Casi enseguida, aparecieron dos mujeres más vestidas de blanco: turbantes blancos en la cabeza, vestidos de una blancura nívea, sus dientes también blancos. Los ojos oscuros miraban fijo, parecían mirar a la distancia y al mirarlos uno recorría un pasillo largo, extremadamente largo y oscuro, casi infinito, seguramente habitado por mujeres de todas las edades, de todas las condiciones sociales, mujeres de piel blanca y también de piel negra. Yo también había habitado algunos de esos pasillos, pensaba. Es más, tenían puerta ¿y eran varias? Cuando quería, podía abrir una de esas puertas y escapar de todo: del desamor, de la soledad, de la violencia, del desprecio. Todas las mujeres, pensaba, teníamos una o varias de esas puertas.

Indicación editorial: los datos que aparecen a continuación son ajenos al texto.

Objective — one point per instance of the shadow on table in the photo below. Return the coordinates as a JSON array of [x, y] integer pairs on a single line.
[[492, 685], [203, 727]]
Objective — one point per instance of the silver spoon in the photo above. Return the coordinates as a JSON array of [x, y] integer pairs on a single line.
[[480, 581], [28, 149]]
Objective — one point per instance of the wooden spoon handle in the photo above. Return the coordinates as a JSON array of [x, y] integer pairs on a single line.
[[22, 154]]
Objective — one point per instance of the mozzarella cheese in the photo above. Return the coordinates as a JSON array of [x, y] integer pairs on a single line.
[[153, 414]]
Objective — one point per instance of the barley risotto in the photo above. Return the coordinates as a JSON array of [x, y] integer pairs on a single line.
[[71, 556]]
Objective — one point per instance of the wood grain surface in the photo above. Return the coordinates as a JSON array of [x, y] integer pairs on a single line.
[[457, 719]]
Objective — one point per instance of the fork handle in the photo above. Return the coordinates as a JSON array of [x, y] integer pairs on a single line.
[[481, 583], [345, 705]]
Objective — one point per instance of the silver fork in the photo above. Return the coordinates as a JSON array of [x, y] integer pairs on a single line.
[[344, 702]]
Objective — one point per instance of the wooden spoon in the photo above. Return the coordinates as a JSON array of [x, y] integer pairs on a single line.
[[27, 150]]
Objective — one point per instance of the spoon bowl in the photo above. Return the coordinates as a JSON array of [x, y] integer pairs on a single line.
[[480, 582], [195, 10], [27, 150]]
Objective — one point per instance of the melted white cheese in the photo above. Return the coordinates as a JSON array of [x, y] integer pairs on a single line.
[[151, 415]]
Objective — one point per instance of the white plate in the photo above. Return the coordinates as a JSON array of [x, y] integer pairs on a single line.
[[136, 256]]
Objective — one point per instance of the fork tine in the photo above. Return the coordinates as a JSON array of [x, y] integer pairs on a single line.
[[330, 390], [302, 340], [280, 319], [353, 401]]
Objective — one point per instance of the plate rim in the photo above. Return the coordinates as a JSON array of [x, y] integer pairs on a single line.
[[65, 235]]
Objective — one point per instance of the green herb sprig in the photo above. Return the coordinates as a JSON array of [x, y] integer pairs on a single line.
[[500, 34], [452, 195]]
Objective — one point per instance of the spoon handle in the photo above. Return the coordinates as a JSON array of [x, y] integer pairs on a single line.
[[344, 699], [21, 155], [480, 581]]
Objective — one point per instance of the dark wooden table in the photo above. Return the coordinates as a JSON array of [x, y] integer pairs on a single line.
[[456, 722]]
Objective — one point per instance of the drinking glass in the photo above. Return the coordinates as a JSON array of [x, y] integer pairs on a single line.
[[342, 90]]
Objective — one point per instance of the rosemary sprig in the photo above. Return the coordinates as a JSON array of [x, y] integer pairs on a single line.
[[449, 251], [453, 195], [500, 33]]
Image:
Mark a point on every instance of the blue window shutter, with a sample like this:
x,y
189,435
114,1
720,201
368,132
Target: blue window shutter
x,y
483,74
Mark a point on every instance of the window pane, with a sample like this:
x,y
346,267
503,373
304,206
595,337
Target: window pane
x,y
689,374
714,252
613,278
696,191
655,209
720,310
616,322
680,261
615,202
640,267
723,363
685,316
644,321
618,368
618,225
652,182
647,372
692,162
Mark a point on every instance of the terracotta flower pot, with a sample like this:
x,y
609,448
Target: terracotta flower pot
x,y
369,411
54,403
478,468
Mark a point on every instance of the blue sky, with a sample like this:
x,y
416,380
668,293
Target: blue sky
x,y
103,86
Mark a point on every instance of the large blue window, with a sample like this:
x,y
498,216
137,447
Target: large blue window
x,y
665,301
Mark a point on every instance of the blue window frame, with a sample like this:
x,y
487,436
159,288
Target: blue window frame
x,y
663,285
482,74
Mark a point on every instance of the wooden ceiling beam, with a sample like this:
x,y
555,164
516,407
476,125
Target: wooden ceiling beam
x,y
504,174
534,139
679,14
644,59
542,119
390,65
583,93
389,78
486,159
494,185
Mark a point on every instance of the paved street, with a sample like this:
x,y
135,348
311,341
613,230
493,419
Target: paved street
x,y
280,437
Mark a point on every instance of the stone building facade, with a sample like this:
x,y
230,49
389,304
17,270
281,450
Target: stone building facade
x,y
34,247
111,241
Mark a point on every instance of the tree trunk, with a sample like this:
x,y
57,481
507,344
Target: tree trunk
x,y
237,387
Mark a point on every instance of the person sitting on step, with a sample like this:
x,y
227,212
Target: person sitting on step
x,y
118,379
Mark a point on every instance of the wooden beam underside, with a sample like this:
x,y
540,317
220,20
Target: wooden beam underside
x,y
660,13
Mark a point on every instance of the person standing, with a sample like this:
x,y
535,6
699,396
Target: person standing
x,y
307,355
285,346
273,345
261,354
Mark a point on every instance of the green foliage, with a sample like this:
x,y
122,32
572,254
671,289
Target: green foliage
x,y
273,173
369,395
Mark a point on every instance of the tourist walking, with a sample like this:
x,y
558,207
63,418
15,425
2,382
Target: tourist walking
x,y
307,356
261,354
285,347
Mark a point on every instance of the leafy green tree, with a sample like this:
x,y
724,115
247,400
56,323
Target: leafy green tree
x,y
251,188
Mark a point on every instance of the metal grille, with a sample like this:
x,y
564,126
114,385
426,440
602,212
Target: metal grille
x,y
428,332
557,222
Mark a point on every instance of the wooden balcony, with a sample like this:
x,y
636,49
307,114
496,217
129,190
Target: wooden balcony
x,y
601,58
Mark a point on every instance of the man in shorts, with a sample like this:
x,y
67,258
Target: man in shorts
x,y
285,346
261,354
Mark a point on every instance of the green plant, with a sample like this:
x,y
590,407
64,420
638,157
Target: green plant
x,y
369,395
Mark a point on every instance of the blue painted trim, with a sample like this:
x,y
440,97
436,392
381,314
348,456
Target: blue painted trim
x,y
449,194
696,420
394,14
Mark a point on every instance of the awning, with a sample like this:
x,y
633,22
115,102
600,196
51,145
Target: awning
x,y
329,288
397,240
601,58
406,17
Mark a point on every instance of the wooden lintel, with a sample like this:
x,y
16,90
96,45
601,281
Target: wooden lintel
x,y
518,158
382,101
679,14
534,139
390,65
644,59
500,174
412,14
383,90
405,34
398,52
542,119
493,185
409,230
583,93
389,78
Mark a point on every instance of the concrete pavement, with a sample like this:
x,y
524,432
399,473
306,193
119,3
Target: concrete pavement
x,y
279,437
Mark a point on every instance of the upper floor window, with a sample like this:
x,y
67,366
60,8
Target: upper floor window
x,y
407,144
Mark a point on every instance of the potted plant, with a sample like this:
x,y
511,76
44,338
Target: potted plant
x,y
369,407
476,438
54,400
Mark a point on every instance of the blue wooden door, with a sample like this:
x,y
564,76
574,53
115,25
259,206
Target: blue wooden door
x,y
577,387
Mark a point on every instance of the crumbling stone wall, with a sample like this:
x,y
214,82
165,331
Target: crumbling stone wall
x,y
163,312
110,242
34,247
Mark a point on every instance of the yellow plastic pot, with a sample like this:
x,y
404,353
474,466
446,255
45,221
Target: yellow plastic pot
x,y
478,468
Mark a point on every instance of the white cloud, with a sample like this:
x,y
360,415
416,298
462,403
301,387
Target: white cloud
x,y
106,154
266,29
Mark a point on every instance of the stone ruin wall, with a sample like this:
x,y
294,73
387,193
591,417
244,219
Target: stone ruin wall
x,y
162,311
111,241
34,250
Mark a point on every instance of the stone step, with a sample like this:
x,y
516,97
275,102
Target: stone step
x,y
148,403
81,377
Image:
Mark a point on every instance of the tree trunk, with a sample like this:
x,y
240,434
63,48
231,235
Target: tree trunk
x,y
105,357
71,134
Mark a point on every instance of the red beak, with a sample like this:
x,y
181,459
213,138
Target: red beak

Porque no había peor servidumbre que la esperanza de ser feliz ¿la frase era de Pascal?
Frente a la habitación pasaba un río, un río de aguas azules y sereno, casi ordenado, que desembocaba en el mar. Pensaba si realmente Willy Agastizábal había estado ahí, en ese hotel. Solo o con alguien. Pensaba también si habría mirado el mismo paisaje que ahora yo miraba. Pensaba en el río, en Willy, en quién lo habría matado. Y también pensaba ¿y si hubiera sido Willy solo quien hubiera estado ahí. Era un buen escondite….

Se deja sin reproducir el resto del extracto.